Edward Wallowitch was born on 5 May 1932 in Philadelphia, Pennsylvania\. His parents ran a delicatessen and both sides of the family descended from late nineteenth-century Lithuanian immigrants.

Wallowitch began taking photos at the age of 11, and by 1949, the Museum of Modern Art had purchased three prints for its photographic study collection.[1][2] His images were included in the exhibition Photographs by 51 Photographers, August 1 to September 17, 1950 at the Museum, and others in the exhibition Christmas Photographs, November 29, 1951 to January 6, 1952.

Career

During 1953/4, Wallowitch photographed for the Philadelphia Housing Association which maintained that housing problems and poor polities were intimately related to the City's social conditions and was making a comprehensive longitudinal documentation of poor living conditions and sanitary problems. Wallowitch's contributions represent the nascence of an ongoing subject matter in his work; children, as indicated in the titles of those in the Housing Association of Delaware Valley Records held in Temple University Library, for example, 'Coleman Children: 914 W. Master Street (S.W. Temple Redevelopment Area; Now Demolished) 12 Photos. April, 1954, Girl, Vicinity Of 10th & Master Street. April, 1954, Boys, Vicinity Of 10th & Master Streets. April, 1954.[3]

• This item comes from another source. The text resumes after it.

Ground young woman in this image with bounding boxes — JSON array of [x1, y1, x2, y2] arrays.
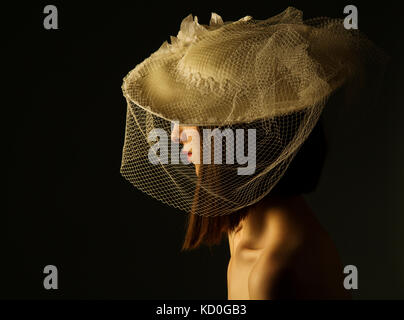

In December 1955, Wallowitch moved to Manhattan's Greenwich Village to live with his brother, Julliard-trained pianist John Wallowitch.[4] Robert Heide describes the brothers’ rich cultural milieu:[5]

Edward was then living in Greenwich Village with his brother John at 8 Barrow Street in a Bohemian style floor-thru basement apartment that became a kind of salon for artists, writers, musicians, actors and singers. John composed and played his own songs and became a well-known cabaret performer himself. One night, when I was invited to a makeshift potluck dinner, Eartha Kitt and Alice Ghostly performed songs with John pounding the ivories. Others who showed up at the Wallowitch salon at which Andy and myself became regulars were actors Colleen Dewhurst, George C. Scott, George Segal and a coterie of cabaret chanteuse-style singers, including Lovelady Powell, Joanne Berretta, and Jo Ann Worley, who performed at Jan Wallman’s ‘Upstairs at the Duplex’ when it was on Grove Street.

Wallowitch was among the photographers who exhibited at Helen Gee's Limelight gallery, then the only photography gallery in New York.[6]

Wallowitch’s photographs of children and teenagers in the grimy urban landscape were chosen by Edward Steichen for the Museum of Modern Art's world-touring exhibition The Family of Man, which drew over nine million visitors in the 1950s and 1960s. Wallowitch was the youngest photographer featured in the exhibition. One image shows a young boy hiding his face inside an oversized jacket worn by an older boy—likely his brother—who looks wryly at the camera. It demonstrates Wallowitch’s skill at gaining the confidence of his young subjects; in other shots, the two boys pose with friends outside a drugstore, and in one, a starling perches on the older boy’s shoulder as he gazes at it, straw in mouth, beneath his slicked-back hair. Another photo captures a little girl in a white dress running past crumpled paper, the motion blur blending her dress and the paper into what looks like angel’s wings.[7]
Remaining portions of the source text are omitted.